The Grand Budapest Hotel

The Grand Budapest Hotel ★★★★½

The Grand Budapest Hotel is the film with which Wes Anderson finally answers his critics, and the message could not be clearer or more immaculately embossed in Futura on an insert shot of the most delicate stationary: “Go fuck yourselves.” Anderson has been contemporary American cinema’s most hostile aesthete for well over a decade, and ever since 2003’s The Life Aquatic made it obvious that the filmmaker has exactly zero interest in apologizing for his affectations, each of his subsequent projects has been met with the kind of ecclesiastical rapture and blind derision typically reserved for racist politicians and superhero movie casting.

Rather than trying to show the naysayers that he’s capable of more than they think, Anderson has instead devoted himself to proving the value of what they think he is – rather than broadening his film universe, Anderson has narrowed, deepened and dimensionalized it, the difference between The Royal Tenenbaums and Moonrise Kingdom being similar to that between a mural and a diorama.
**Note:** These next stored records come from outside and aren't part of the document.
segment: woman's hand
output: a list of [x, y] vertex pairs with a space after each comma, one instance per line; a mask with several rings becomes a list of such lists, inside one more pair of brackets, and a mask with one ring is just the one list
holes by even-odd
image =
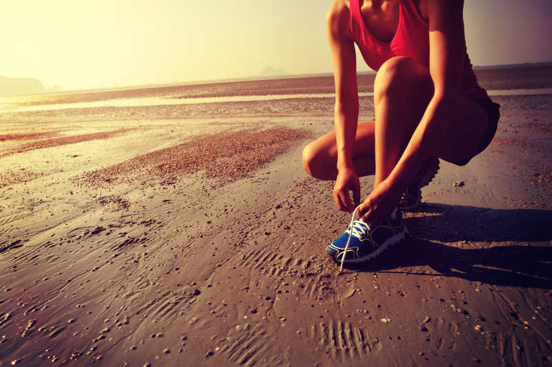
[[373, 225], [380, 223], [397, 207], [402, 194], [388, 180], [382, 181], [360, 205], [359, 217]]
[[[354, 203], [351, 201], [351, 190], [353, 191]], [[360, 203], [360, 182], [354, 170], [338, 171], [333, 188], [333, 200], [337, 209], [344, 212], [352, 212]]]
The framing device of The Grand Budapest Hotel would be enough in and of itself to continue Anderson’s inward trajectory, the story unfolding via a simple nesting doll structure that allows the filmmaker to practically incept himself. But The Grand Budapest Hotel isn’t the most Wes Anderson film because of how densely it delivers all of the familiar tropes and fetishes (Miniatures! Orphans! Characters dangling from high places!), no, his eighth feature is a logical leap further down the rabbit hole of his own imagination because it’s the first Wes Anderson movie that’s about Wes Anderson movies.

A four-tiered confection that moves with the wild energy of Fantastic Mr. Fox but lingers with a more brutal, weaponized version of the wistfulness that haunted Moonrise Kingdom, The Grand Budapest Hotel is a caper comedy about how the rise of fascism in the 1930s robbed an entire continent of its civility. More literally, it’s about Ralph Fiennes providing an 84-year-old Tilda Swinton with such regular and divine sexual satisfaction that several people meet their gruesome deaths as a direct result of her octogenarian pleasure. It’s Wes Anderson’s third consecutive home run, but more importantly it’s the only one of his films to make all of them better.